Monday, January 18, 2010

Rus in Urbe

Levine's use of the image comparing the bust of Shakespeare to the “Cannibal New Zealand Chief” is hard to forget. He misses an opportunity though to implicate science in the process of cultural distinction and the invention of refinement. In order to take effect Culture (in its “low” or anthropological sense, as well as for the partisans of “high” culture) must become naturalized. Perhaps the height of artifice in Levine’s book is his account of the public parks which were created to refine those who walked through them (202-205). These were places where an industrially managed image of Nature was intended to improve people. Ideologically, this is an important development because the very thing from which we were supposed to “lift ourselves” was annexed into its defense: what was “good” was simultaneously highly cultivated and absolutely naturalized (perfect fodder for the social Darwinists).

We can’t ignore the invention of the pastoral (from Theocritus on) as a recurring supplement to the “bustle” and “degeneracy” of cosmopolitan life. The non-human world is infinitely more complicated than the sphere of human culture and yet the practice of reducing it to a simple, balanced, harmonious, static, and unchanging realm is a way of spatializing social and cultural anxieties, supporting the fantasy that somewhere everything makes sense and is available to human senses and that there is a natural order against which we might judge what we perceive as deviance in our own societies.

Levine demonstrates how the park was used to inscribe the social order into the natural order. He writes that “oases of culture were necessary because disorder was embodied in the very structure and appearance of the nation’s cities.” He quotes Olmsted who complains that the image of the capital is “broken” and represents “disunity.” “Architects and planners,” he writes, “struggled to reorder society, to fight chaos, to create meaning out of what they conceived to be the frightening anarchy of urban life” (203). His project, it would seem, would be to produce an image of the city and its public life in which all the antagonisms and contradictions were reconciled in a separate sphere of harmonious order.

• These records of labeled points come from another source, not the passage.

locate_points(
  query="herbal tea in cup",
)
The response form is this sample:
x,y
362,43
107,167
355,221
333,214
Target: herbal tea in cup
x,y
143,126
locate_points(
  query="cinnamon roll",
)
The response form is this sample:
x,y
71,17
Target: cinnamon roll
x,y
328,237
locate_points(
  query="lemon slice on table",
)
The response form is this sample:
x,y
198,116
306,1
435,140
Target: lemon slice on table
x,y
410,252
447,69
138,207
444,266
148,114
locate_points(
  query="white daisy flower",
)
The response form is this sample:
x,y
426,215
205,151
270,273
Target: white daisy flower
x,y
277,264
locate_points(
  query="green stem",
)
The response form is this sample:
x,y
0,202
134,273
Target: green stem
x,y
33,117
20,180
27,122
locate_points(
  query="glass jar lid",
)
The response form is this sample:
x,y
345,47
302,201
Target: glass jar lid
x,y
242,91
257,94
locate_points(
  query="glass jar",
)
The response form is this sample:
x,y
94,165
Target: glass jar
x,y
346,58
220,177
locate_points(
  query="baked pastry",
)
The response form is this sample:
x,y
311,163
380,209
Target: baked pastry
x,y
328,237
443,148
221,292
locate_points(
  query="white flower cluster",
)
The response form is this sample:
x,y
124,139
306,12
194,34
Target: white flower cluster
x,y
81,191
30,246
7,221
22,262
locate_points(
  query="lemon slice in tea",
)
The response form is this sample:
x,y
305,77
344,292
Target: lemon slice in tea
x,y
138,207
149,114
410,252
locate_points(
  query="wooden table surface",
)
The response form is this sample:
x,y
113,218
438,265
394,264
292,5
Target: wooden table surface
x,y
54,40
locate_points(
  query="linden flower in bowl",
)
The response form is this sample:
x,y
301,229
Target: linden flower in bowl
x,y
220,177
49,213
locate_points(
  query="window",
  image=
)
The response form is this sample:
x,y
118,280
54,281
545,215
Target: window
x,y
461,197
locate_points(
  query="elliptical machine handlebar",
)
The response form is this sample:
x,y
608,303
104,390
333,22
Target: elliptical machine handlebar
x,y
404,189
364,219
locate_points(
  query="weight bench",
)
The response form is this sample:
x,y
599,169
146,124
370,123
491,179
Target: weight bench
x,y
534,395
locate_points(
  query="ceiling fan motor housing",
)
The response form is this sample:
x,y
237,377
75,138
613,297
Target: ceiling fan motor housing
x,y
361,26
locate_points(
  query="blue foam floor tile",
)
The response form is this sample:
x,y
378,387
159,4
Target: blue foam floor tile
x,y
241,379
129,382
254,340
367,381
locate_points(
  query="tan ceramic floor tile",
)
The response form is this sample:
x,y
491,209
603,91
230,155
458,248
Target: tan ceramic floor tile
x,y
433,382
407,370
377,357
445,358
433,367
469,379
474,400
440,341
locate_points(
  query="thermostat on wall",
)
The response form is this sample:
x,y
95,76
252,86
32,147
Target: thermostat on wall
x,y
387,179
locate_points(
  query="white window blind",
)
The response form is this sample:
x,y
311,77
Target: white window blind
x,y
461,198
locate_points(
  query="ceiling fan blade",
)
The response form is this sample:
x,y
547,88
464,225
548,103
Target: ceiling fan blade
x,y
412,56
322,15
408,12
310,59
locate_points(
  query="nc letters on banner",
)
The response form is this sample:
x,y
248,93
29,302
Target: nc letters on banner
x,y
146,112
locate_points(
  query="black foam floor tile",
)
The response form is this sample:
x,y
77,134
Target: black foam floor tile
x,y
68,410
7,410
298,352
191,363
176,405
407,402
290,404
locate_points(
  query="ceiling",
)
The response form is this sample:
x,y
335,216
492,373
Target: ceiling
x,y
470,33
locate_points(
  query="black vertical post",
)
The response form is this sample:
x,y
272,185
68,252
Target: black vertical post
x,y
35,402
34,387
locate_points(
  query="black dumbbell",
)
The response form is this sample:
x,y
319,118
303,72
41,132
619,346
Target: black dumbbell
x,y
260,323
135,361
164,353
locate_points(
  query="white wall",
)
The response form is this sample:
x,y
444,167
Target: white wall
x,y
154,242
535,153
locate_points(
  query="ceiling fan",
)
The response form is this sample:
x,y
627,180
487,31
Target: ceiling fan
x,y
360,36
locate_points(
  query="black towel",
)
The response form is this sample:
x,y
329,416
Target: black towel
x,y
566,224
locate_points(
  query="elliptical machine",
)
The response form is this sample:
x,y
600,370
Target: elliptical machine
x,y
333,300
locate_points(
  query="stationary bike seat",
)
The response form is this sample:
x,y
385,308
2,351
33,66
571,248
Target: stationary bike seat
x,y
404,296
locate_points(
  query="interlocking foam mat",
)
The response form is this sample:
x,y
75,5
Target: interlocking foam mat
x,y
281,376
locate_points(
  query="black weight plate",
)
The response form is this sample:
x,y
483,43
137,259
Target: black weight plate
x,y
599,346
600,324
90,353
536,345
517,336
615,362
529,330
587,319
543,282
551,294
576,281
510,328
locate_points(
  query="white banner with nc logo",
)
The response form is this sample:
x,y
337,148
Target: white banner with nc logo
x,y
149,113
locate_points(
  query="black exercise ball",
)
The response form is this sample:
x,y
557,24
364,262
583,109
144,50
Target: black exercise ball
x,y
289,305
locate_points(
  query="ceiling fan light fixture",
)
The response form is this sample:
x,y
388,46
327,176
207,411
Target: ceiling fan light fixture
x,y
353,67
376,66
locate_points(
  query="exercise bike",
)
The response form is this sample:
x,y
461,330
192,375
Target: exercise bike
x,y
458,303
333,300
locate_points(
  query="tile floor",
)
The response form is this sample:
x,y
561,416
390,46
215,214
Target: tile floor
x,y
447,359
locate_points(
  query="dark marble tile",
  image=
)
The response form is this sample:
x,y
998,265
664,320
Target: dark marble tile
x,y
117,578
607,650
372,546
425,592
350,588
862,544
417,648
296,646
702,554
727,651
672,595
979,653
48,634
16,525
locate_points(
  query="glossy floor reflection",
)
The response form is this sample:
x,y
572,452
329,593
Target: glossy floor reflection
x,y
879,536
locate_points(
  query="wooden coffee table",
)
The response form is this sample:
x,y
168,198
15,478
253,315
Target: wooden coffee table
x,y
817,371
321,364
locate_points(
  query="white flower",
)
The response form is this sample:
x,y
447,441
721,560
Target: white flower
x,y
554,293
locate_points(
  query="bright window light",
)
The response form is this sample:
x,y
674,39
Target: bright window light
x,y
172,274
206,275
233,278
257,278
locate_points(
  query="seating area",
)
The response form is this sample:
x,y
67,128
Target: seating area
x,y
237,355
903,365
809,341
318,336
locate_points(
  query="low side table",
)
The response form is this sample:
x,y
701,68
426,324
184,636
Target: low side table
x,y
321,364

I would be interested in knowing more about how these images of scientific and “natural order” became useful to the purveyors of cultural hierarchy. Levine offers us a detailed account of cultural critics’ debates among themselves but I would like to place this within a larger framework. Thoreau in Walking, for instance, linked great cultural traditions and creative virility (his examples are the Ancient Greeks, Romans, specific indigenous cultures, and Confucius) with closeness and engagement with non-human natures and landscapes. His engagement with and deployment of the category of Wildness certainly informed his democratic politics. This seems a stark contrast to the domesticated walk-thru’s aimed at a cultural urban elite.